I’m attempting to use Julia in a multi-node environment. I’m using the Stampede 2 system at TACC. I followed the instructions found here: Building with Intel MKL on a KNL system to get a copy of Julia up and running on the system. I’m trying to scale up my code to work across multiple nodes using the --machinefile command line switch when starting Julia.
I submit the following command to the job scheduler (where machine_file contains a list of hosts generated by the scheduler and test.jl just prints out host names across hosts:
julia --machinefile $HOME/machine_file test.jl
I get the following errors when trying to do so:
Warning: Permanently added 'c455-074' (ECDSA) to the list of known hosts.
/home1/04185/gh8728/julia/usr/bin/julia: /usr/lib64/libstdc++.so.6: version `GLIBCXX_3.4.20' not found (required by /home1/04185/gh8728/julia/usr/bin/../lib/libjulia.so.0.6)
/home1/04185/gh8728/julia/usr/bin/julia: /usr/lib64/libstdc++.so.6: version `GLIBCXX_3.4.21' not found (required by /home1/04185/gh8728/julia/usr/bin/../lib/libjulia.so.0.6)

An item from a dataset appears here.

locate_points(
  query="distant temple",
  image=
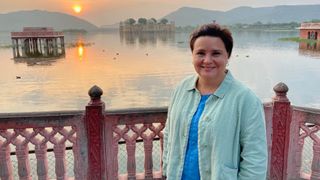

/home1/04185/gh8728/julia/usr/bin/julia: /usr/lib64/libstdc++.so.6: version `GLIBCXX_3.4.21' not found (required by /home1/04185/gh8728/julia/usr/bin/../lib/libLLVM-4.0.so)
/home1/04185/gh8728/julia/usr/bin/julia: /usr/lib64/libstdc++.so.6: version `GLIBCXX_3.4.20' not found (required by /home1/04185/gh8728/julia/usr/bin/../lib/libLLVM-4.0.so)
ERROR: Unable to read host:port string from worker. Launch command exited with error?
read_worker_host_port(::Pipe) at ./distributed/cluster.jl:236
connect(::Base.Distributed.SSHManager, ::Int64, ::WorkerConfig) at ./distributed/managers.jl:391
create_worker(::Base.Distributed.SSHManager, ::WorkerConfig) at ./distributed/cluster.jl:443
setup_launched_worker(::Base.Distributed.SSHManager, ::WorkerConfig, ::Array{Int64,1}) at ./distributed/cluster.jl:389
(::Base.Distributed.##33#36{Base.Distributed.SSHManager,WorkerConfig,Array{Int64,1}})() at ./task.jl:335
Stacktrace:
[1] sync_end() at ./task.jl:287
[2] macro expansion at ./task.jl:303 [inlined]
[3] #addprocs_locked#30(::Array{Any,1}, ::Function, ::Base.Distributed.SSHManager) at ./distributed/cluster.jl:344
[4] (::Base.Distributed.#kw##addprocs_locked)(::Array{Any,1}, ::Base.Distributed.#addprocs_locked, ::Base.Distributed.SSHManager) at ./<missing>:0
[5] #addprocs#29(::Array{Any,1}, ::Function, ::Base.Distributed.SSHManager) at ./distributed/cluster.jl:319
[6] (::Base.Distributed.#kw##addprocs)(::Array{Any,1}, ::Base.Distributed.#addprocs, ::Base.Distributed.SSHManager) at ./<missing>:0
[7] #addprocs#239(::Bool, ::Cmd, ::Int64, ::Array{Any,1}, ::Function, ::Array{Any,1}) at ./distributed/managers.jl:114
[8] process_options(::Base.JLOptions) at ./client.jl:271
[9] _start() at ./client.jl:371
I’m able to run Julia on one node with multiple threads without a problem, so I suspect the problem is introduced by using multiple nodes. The above error looks like it’s searching for a version of C++ that isn’t available on the system. The output of: strings /usr/lib64/libstdc++.so.6 | grep GLIBCXX
is:
GLIBCXX_3.4
GLIBCXX_3.4.1
GLIBCXX_3.4.2
GLIBCXX_3.4.3
GLIBCXX_3.4.4
GLIBCXX_3.4.5
GLIBCXX_3.4.6
GLIBCXX_3.4.7
GLIBCXX_3.4.8
GLIBCXX_3.4.9
GLIBCXX_3.4.10
GLIBCXX_3.4.11
GLIBCXX_3.4.12
GLIBCXX_3.4.13
GLIBCXX_3.4.14
GLIBCXX_3.4.15
GLIBCXX_3.4.16
GLIBCXX_3.4.17
GLIBCXX_3.4.18
GLIBCXX_3.4.19
GLIBCXX_DEBUG_MESSAGE_LENGTH
The lack of a 3.4.20 and 3.4.21 line further suggests that the system is missing the version of C++ that is needed.
How should I proceed in getting the multi-node parallelism to work? My naive guess would be to get Julia to use an older version of C++ , but I’m unclear on how to do that.
Any help would be appreciated. Thanks in advance!